Sunday, October 5, 2014

Whatever Will Be Will Be

I am sitting here watching my cursor blink at me and I want to curse right back at it.  I know what  issue I want to address, and I am finding it so difficult to actually do it.

I very recently watched a documentary that smacked me in the face in so many ways, I need an Advil or two.

This documentary focused primarily on the objectification of women.  I am fully aware this is not a new topic, and my readers may sigh and think, "Heard all this before."

By now my readers know I have five children.  Four girls and one boy.  What you do not know is that when I found out I had a boy (Upon his delivery and contrary to what the ultrasound told us), I was terrified.

I was 25 and believed men were the root of all evil.  I was so hyper focused on raising my son to appreciate and value women, that I think I ignored teaching my daughters the same lesson. I did not care when at age two my son wanted to wear a tutu of his sisters.  I applaud even today the way he shows respect to his amazing girlfriend.  They are equals.

But did I teach this to my daughters?

No.

My daughters were raised to be the free little spirits they were, but in retrospect I did encourage the stereotyped female role.  Whose tutu did my son borrow?  His sisters.  I bought matching dresses for them, every Disney Princess, and American Doll that looked like them.

On their own they discovered where they wanted to fall among the title of being a woman.  I have one daughter who never liked the girly things, I have one who never knew how to put on makeup, I have one who loves makeup, and one who obsesses over fashion.

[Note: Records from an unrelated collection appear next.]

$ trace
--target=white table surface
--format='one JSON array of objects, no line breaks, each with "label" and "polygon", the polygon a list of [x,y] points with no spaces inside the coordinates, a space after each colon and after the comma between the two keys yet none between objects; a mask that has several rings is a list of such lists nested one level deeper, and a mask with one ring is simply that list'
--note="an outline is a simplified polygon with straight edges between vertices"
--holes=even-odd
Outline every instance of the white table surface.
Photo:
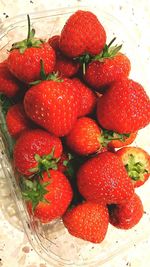
[{"label": "white table surface", "polygon": [[[150,0],[1,0],[0,22],[22,13],[42,11],[55,7],[91,3],[101,5],[122,20],[130,31],[134,31],[136,41],[142,48],[145,75],[150,70]],[[100,3],[101,2],[101,3]],[[4,180],[0,185],[3,189]],[[2,190],[0,196],[0,266],[3,267],[52,267],[33,251],[23,232],[16,228],[14,204],[9,192]],[[6,208],[7,207],[7,208]],[[5,212],[3,210],[5,209]],[[11,214],[11,216],[10,216]],[[150,237],[115,257],[104,267],[148,267],[150,266]],[[98,266],[96,266],[98,267]]]}]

I have always had body issues with being too heavy, and in the last ten years I overcompensate for my weight by wearing a lot of dresses and skirts.  Yet I have tattoos on my arms of skeletons and daggers.  I look back to my "thin" days and how I dressed.  Overalls, shorts I bought in the men's section so they could hang on my hips, and always tank tops.  I still wear tank tops but that could be a climate dictation.

What was my chosen career?  Fashion.  I can not help now but to feel as if I am part of the problem.

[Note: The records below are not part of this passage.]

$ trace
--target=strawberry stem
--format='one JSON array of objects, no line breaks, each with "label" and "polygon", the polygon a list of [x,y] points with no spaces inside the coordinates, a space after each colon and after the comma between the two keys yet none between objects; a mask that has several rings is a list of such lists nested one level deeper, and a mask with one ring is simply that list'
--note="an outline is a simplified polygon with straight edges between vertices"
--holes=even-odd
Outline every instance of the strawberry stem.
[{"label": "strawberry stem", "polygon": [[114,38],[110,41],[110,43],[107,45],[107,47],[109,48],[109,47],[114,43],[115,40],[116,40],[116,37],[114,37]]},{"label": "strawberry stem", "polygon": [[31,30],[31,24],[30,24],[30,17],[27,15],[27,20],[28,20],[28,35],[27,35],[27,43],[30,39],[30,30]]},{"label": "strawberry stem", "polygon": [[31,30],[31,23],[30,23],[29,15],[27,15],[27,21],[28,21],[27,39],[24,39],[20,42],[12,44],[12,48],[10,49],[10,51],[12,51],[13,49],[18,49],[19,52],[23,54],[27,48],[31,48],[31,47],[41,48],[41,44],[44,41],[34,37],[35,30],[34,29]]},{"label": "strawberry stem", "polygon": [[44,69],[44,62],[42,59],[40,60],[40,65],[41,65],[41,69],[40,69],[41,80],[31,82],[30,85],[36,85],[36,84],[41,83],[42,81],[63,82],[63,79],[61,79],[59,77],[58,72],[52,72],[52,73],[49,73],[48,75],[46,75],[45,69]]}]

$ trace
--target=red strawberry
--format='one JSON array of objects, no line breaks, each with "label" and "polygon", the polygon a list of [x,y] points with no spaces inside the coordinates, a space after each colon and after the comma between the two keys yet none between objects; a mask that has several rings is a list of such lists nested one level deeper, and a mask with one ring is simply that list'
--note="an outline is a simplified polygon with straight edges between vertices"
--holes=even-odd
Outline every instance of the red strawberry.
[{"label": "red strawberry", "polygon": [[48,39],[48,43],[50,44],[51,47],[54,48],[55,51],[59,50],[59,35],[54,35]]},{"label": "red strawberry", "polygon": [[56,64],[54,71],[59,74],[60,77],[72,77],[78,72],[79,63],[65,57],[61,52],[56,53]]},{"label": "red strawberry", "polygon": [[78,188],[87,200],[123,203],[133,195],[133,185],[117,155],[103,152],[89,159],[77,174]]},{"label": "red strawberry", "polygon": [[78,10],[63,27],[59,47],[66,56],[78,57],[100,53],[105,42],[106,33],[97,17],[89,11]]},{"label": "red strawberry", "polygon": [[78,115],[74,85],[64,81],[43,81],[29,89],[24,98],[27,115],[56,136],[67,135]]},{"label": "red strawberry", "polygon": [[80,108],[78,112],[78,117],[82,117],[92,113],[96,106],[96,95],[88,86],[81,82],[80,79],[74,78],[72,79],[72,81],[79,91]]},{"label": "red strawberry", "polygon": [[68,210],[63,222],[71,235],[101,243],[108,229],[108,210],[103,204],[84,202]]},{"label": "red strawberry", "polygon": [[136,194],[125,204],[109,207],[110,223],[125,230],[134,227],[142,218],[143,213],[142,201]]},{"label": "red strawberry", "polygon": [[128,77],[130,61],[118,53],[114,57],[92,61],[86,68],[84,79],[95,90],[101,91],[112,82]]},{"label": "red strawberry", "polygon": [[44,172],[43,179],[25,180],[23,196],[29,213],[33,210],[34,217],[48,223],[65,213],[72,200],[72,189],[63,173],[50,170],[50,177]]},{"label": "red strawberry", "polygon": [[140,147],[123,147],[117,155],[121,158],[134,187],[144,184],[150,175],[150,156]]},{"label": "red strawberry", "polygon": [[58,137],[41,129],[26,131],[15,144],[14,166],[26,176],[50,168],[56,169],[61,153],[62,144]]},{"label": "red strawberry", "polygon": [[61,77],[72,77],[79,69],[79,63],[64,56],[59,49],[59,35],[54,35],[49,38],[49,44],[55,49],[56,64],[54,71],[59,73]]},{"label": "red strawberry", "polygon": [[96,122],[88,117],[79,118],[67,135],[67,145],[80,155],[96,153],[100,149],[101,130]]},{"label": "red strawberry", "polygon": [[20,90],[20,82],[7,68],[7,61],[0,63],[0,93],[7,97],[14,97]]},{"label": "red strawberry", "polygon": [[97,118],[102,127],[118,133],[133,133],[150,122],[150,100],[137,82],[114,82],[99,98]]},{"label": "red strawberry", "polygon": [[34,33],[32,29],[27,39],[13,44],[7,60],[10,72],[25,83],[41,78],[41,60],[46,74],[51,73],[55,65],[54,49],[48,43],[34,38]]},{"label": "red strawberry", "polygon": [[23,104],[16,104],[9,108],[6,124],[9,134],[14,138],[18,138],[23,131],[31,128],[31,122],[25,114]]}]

"If you wear this shade it will really make your eyes pop"  because lord knows if our eyes are not as big and round as a Disney Princess no one will think we are pretty.

I have worked fashion show after fashion show, more photo shoots than I can count.  I have watched male photographers make models pose in ridiculous ways that they think is sexy.

Yet, I myself only wear makeup if I am working.  I usually apply it on my way to work at each red light.  I can not wait to get home and take it off.

I am captivated by makeup, I retail it, I collect it, but I do not use it on me.  My tiny personal makeup bag has a few things and I always wear the same things.

As I get older I am just now learning to love my body.  This is not easy on a Grand Canyon scale.  In youth I loved my breasts, small, always a B cup and as perky as a Grande Cup of Pumpkin spiced latte.  Of late my breasts have reached National Geographic proportion.  Still, I wont wear a bra on most days, and it comes off before the makeup does.

I do not abide by the rules of my profession.  Yes I want to look pretty, yes I miss the days of turning heads of both males and females, but I lump that with youth.  I will never be that again. I am coming to terms with what being a woman really means, while simultaneously guilty of supporting the gender bias.

I love making people look good.  I love when they feel their hair after I have cut it or styled it and they smile with happiness.  I love that I can take a 15 year old girl look sexy and vulnerable at the same time.

I sit here and reflect on that last sentence and feel sick about it.

Is it wrong to want to feel hot, sexy, and desirable?

Is it wrong that I have spent my professional life disseminating this myth that if you feel you look good on the outside it will reflect how you feel on the inside?

Have I neglected my daughters by focusing so much on my son?

Is it too late for them to learn?

I am faced now with a question I do not know how to answer, how do I go about my career in a balanced way?

I have not been working all that much in the last year, a photo shoot here or there, a wedding or two, and maybe a few zombies.  Even some of my zombies required that they still appear sexy.  Not a problem, I can do that.

I know women who are authors, judges, athletes, doctors, actors,  professors.  At some point these women have ended up in my chair asking for help.  Help to tame curls, what makeup is best, should they color their hair or let it go grey.  All of them not knowing they are all asking the same thing of me.

To make them look better then they perceive themselves.

If I could go back over my career I might change a few things, I might not.  I do know I would change what I said and how I encouraged my daughters.

I know now that if I could go back in time to a point where I sang "Hush Little Baby" I would change it to Que Sera Sera.

Daughters: Don't hush, cry if you need to, scream if you feel it, take a stand, be you, with or without a bra or makeup.  Always know there is at least one person on this earth who loves you just the way you are, it may have taken me 46 years to say it, but you are perfect, and you are loved.